When the Nazis occupied France during World War II, Daniel fled to the United States and He also founded a yogurt company there. Changed the name to “Dannon“, thinking the word sounded more English.
However, the business stagnatedbecause North Americans did not like the sour taste. Then Daniel had what would turn out to be a brilliant idea:added strawberry puree with yogurt — and American taste buds rejoiced.
The company grew by leaps and boundsif, after mergers with a cheese producer and a glass and beverage company, it was renamed as “Danone Group” — and is now a giant international food conglomeratewhich produces various yogurts, plant-based milks, bottled water, infant formulas and medical nutrition products.
Yogurt, in various versions, continues to be the main product of the company, which presents its product as beneficial for health. There is no benefit to Metchnikoff’s anti-aging claims, but gastrointestinal well-being, as suggested by Isaac Carasso, is promoted.
The company highlights the inclusion of bacteria Regular bifidusyes not activeone of its flagship products, although the claim that Activia is “clinically proven” to “regulate the digestive system in two weeks” was abandoned after the US Federal Trade Commission said that that was misleadingbecause there was no such clinical evidence.
After several lawsuits, the manufacturer replaced the expression “clinically proven” with the softer “clinical studies show that…“.
In fact, some trials have shown that this yogurt accelerates modestly colon transit, reduces swelling and increases the frequency of bowel movements in some people with mild constipation. But three doses are required per day to reap these modest benefits.

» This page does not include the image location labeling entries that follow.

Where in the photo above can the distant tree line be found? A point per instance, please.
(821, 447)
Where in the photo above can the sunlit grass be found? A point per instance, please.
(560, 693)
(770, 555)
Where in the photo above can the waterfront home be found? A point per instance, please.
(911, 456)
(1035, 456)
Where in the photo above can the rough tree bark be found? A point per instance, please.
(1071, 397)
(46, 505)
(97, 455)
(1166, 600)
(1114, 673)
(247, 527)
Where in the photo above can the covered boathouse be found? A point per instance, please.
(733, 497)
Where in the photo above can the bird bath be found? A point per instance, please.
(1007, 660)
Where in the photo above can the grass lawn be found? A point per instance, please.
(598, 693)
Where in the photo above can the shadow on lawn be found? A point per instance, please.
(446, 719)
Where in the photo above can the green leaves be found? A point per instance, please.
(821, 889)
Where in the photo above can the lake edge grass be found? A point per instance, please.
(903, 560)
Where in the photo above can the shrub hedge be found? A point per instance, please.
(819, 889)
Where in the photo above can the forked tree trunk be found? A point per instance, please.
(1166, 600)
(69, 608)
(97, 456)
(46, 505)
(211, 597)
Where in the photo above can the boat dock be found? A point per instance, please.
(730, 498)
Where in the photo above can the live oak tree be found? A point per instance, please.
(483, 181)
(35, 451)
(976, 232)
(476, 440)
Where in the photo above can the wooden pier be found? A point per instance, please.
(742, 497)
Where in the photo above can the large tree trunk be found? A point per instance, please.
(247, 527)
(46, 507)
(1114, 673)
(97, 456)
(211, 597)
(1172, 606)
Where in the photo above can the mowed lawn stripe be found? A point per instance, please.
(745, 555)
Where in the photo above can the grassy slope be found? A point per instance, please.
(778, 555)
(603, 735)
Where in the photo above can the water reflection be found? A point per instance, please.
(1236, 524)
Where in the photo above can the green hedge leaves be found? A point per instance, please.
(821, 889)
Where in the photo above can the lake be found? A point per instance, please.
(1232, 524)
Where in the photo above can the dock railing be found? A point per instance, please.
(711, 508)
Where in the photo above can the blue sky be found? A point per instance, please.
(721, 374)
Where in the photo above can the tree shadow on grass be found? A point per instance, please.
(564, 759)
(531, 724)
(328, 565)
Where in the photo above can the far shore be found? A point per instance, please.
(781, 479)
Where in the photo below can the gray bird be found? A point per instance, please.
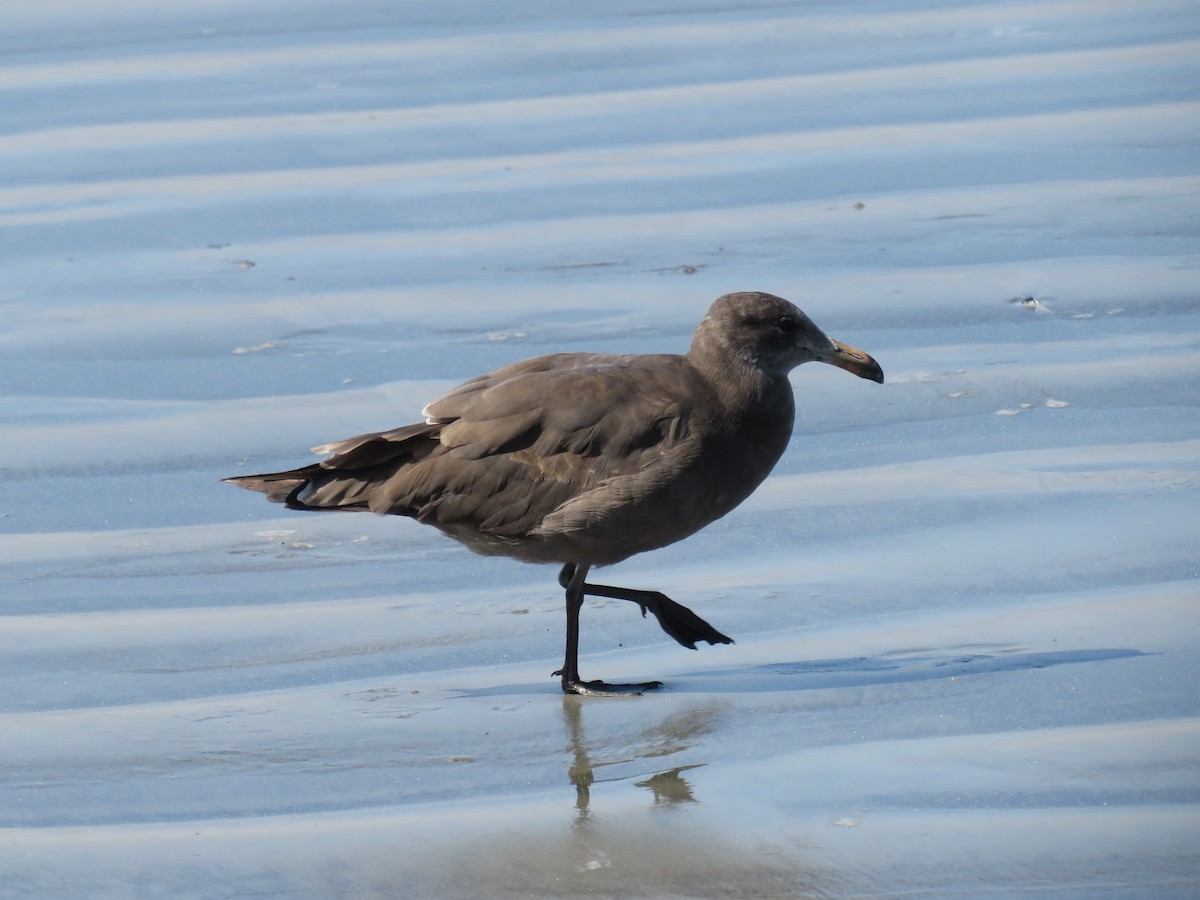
(587, 459)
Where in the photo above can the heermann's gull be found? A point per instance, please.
(585, 459)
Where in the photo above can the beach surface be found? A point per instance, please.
(966, 603)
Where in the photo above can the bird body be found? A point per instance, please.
(585, 459)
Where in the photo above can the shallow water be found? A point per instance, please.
(965, 604)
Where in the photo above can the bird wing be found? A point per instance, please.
(522, 450)
(520, 444)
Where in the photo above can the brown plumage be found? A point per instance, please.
(585, 459)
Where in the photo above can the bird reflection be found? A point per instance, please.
(670, 736)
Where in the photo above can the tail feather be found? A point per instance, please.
(345, 480)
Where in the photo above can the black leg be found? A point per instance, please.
(676, 619)
(573, 579)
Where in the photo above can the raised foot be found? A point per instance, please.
(603, 689)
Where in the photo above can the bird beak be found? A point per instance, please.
(852, 360)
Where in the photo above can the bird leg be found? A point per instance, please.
(676, 619)
(573, 580)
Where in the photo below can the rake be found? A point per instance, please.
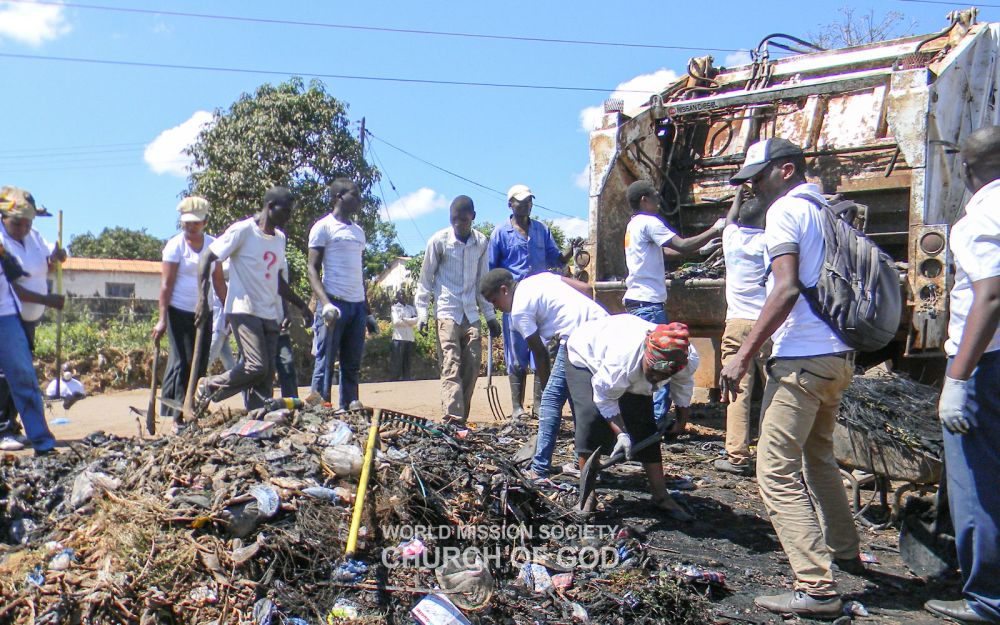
(492, 394)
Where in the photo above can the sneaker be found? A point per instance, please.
(800, 603)
(9, 443)
(736, 468)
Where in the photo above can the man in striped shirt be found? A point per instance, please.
(454, 263)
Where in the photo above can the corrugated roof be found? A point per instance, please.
(111, 264)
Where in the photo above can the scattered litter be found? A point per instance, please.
(89, 482)
(343, 609)
(535, 577)
(249, 428)
(438, 610)
(350, 571)
(61, 561)
(855, 608)
(344, 460)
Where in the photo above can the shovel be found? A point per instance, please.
(150, 411)
(188, 411)
(593, 466)
(492, 394)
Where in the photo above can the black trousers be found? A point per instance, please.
(8, 413)
(400, 359)
(593, 431)
(181, 333)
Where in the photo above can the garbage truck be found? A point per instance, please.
(879, 123)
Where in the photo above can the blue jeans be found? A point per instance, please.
(345, 343)
(554, 397)
(15, 361)
(973, 462)
(653, 313)
(515, 350)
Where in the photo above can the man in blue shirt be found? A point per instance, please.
(524, 247)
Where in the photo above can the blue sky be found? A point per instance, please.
(101, 142)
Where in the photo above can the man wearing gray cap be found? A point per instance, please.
(809, 369)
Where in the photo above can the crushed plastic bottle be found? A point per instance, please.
(62, 560)
(695, 574)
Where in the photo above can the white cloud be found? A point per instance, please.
(582, 179)
(31, 23)
(741, 57)
(165, 155)
(634, 93)
(413, 205)
(573, 226)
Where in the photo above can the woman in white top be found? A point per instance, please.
(31, 291)
(178, 297)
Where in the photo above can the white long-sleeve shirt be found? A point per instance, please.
(612, 349)
(451, 273)
(404, 319)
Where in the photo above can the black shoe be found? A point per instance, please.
(958, 610)
(854, 565)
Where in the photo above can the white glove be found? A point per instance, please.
(710, 247)
(330, 314)
(951, 406)
(623, 445)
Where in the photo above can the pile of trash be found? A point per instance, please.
(893, 410)
(239, 520)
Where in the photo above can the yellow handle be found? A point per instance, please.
(359, 502)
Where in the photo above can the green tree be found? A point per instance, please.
(294, 135)
(117, 243)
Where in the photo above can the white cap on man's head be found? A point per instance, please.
(519, 192)
(193, 208)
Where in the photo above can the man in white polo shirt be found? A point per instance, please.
(648, 241)
(544, 308)
(743, 250)
(970, 400)
(454, 262)
(336, 245)
(614, 365)
(255, 247)
(810, 367)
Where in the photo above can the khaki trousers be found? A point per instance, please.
(738, 412)
(797, 474)
(461, 354)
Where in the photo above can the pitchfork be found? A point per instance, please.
(491, 391)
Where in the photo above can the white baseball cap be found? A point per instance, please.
(193, 208)
(519, 192)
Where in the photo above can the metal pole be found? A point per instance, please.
(59, 313)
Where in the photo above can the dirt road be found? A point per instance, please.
(110, 412)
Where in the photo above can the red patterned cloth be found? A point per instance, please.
(666, 348)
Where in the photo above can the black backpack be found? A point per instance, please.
(858, 292)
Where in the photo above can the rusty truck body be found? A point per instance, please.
(879, 124)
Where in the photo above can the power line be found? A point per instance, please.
(384, 29)
(952, 4)
(461, 177)
(402, 202)
(238, 70)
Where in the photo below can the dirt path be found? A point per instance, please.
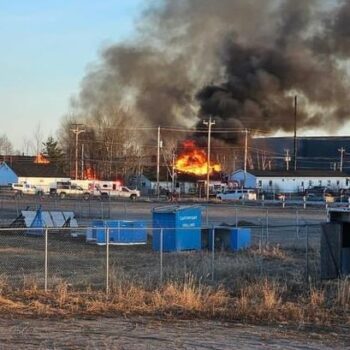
(141, 333)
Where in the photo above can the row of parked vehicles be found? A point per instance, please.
(316, 193)
(63, 190)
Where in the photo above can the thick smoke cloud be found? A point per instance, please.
(241, 61)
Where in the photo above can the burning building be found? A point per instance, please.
(194, 160)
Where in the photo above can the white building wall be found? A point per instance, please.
(42, 183)
(299, 184)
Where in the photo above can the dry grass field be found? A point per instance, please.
(267, 286)
(264, 286)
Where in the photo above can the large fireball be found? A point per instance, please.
(193, 160)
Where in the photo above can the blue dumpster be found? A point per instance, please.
(181, 228)
(120, 231)
(228, 238)
(240, 238)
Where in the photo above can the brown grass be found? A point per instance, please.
(251, 286)
(262, 301)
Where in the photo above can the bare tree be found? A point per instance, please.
(38, 138)
(6, 147)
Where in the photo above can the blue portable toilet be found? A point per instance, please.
(181, 228)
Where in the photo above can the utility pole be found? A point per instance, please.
(173, 170)
(234, 161)
(77, 131)
(287, 158)
(295, 131)
(245, 151)
(245, 155)
(159, 145)
(209, 123)
(82, 161)
(341, 150)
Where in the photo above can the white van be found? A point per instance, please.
(237, 194)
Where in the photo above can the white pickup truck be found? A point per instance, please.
(67, 189)
(122, 192)
(23, 188)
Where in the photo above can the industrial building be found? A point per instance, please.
(289, 181)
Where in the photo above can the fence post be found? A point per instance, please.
(307, 253)
(212, 252)
(267, 226)
(297, 222)
(161, 256)
(107, 260)
(207, 215)
(261, 235)
(46, 259)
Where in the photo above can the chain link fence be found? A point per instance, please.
(45, 258)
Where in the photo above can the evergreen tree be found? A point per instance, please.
(53, 152)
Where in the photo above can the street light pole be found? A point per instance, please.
(77, 131)
(209, 123)
(158, 159)
(341, 150)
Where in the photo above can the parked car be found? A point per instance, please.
(23, 188)
(67, 189)
(237, 194)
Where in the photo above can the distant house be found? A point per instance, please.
(290, 181)
(24, 170)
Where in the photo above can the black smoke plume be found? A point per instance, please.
(240, 61)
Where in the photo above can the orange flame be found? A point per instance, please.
(40, 159)
(90, 174)
(193, 160)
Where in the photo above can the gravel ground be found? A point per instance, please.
(143, 333)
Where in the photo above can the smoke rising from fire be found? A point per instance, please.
(241, 61)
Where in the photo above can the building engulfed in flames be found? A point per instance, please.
(41, 159)
(193, 160)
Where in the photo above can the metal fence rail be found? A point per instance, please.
(48, 257)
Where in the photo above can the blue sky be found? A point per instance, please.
(46, 46)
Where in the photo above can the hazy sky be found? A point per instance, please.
(46, 46)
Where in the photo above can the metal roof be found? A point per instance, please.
(297, 173)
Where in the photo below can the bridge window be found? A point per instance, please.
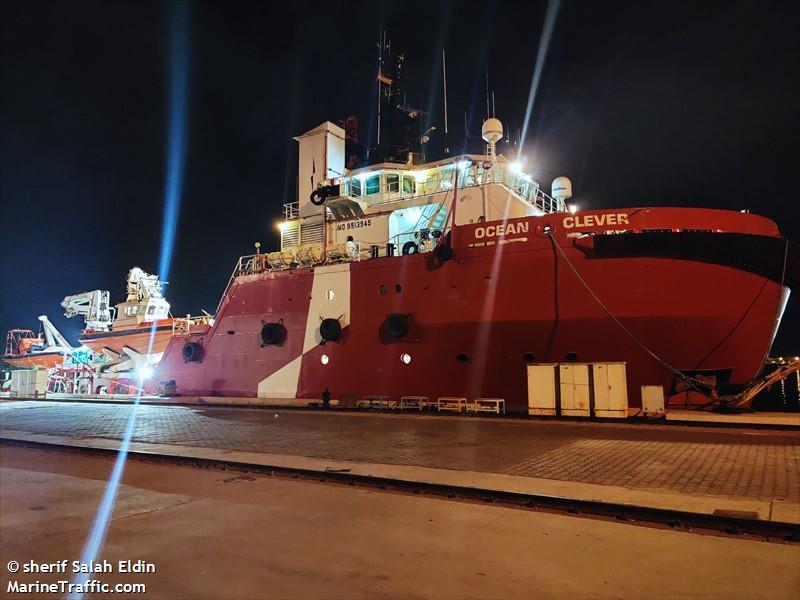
(373, 184)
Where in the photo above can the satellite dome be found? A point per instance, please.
(492, 130)
(561, 188)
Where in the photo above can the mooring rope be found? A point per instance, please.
(696, 384)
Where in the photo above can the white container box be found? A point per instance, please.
(653, 400)
(610, 390)
(542, 389)
(575, 389)
(29, 383)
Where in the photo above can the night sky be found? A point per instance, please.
(641, 104)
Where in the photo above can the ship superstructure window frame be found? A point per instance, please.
(372, 185)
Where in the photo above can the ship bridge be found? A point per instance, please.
(395, 208)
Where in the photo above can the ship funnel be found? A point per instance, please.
(561, 188)
(321, 158)
(492, 132)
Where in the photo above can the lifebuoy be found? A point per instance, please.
(330, 329)
(444, 251)
(410, 247)
(317, 199)
(192, 352)
(272, 334)
(397, 324)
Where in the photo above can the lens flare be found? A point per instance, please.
(176, 140)
(176, 154)
(541, 56)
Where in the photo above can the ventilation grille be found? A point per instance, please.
(290, 235)
(311, 234)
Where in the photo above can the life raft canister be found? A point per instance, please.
(272, 334)
(330, 329)
(410, 247)
(192, 352)
(397, 324)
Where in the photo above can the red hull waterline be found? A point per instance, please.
(508, 297)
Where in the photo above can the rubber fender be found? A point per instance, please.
(272, 334)
(397, 324)
(330, 329)
(192, 352)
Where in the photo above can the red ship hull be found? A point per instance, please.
(478, 319)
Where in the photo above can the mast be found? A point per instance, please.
(381, 37)
(444, 80)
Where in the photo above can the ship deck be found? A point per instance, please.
(700, 469)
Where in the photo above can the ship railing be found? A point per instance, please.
(291, 210)
(184, 325)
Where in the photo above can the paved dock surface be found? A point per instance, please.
(213, 534)
(726, 463)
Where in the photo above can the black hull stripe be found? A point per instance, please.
(771, 257)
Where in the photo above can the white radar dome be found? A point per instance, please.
(492, 130)
(561, 188)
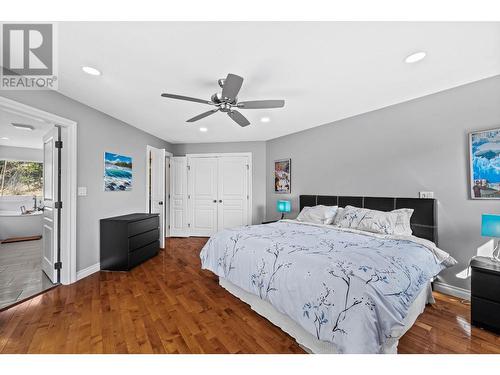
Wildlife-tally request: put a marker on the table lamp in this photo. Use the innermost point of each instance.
(283, 207)
(490, 227)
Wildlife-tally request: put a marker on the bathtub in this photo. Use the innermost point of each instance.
(13, 224)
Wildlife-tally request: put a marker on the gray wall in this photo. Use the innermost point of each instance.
(21, 153)
(97, 133)
(420, 145)
(258, 150)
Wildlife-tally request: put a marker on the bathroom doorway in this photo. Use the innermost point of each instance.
(34, 175)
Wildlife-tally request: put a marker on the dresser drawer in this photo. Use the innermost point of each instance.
(143, 239)
(485, 313)
(143, 226)
(140, 255)
(485, 285)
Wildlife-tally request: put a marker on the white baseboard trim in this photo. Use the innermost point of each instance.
(88, 271)
(452, 290)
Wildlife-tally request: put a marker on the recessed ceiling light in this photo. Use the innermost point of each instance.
(23, 127)
(91, 71)
(414, 57)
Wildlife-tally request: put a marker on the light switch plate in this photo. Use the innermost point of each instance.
(82, 191)
(426, 194)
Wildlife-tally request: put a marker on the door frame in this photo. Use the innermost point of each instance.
(250, 174)
(69, 171)
(168, 156)
(166, 188)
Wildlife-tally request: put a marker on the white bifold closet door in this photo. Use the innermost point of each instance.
(233, 192)
(178, 197)
(217, 193)
(203, 196)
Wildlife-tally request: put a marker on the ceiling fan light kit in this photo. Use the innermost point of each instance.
(227, 100)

Currently, allegations are even more moderate and ambiguouswith the label simply stating “supports gut health”.
Metchnikoff’s claims that yogurt prevent aging were far-fetched, but he was right about the possible gastrointestinal benefits that aroused the interest of Isaac Carasso — and that ended up resulting in the founding of the company that is now the largest yogurt producer in the world.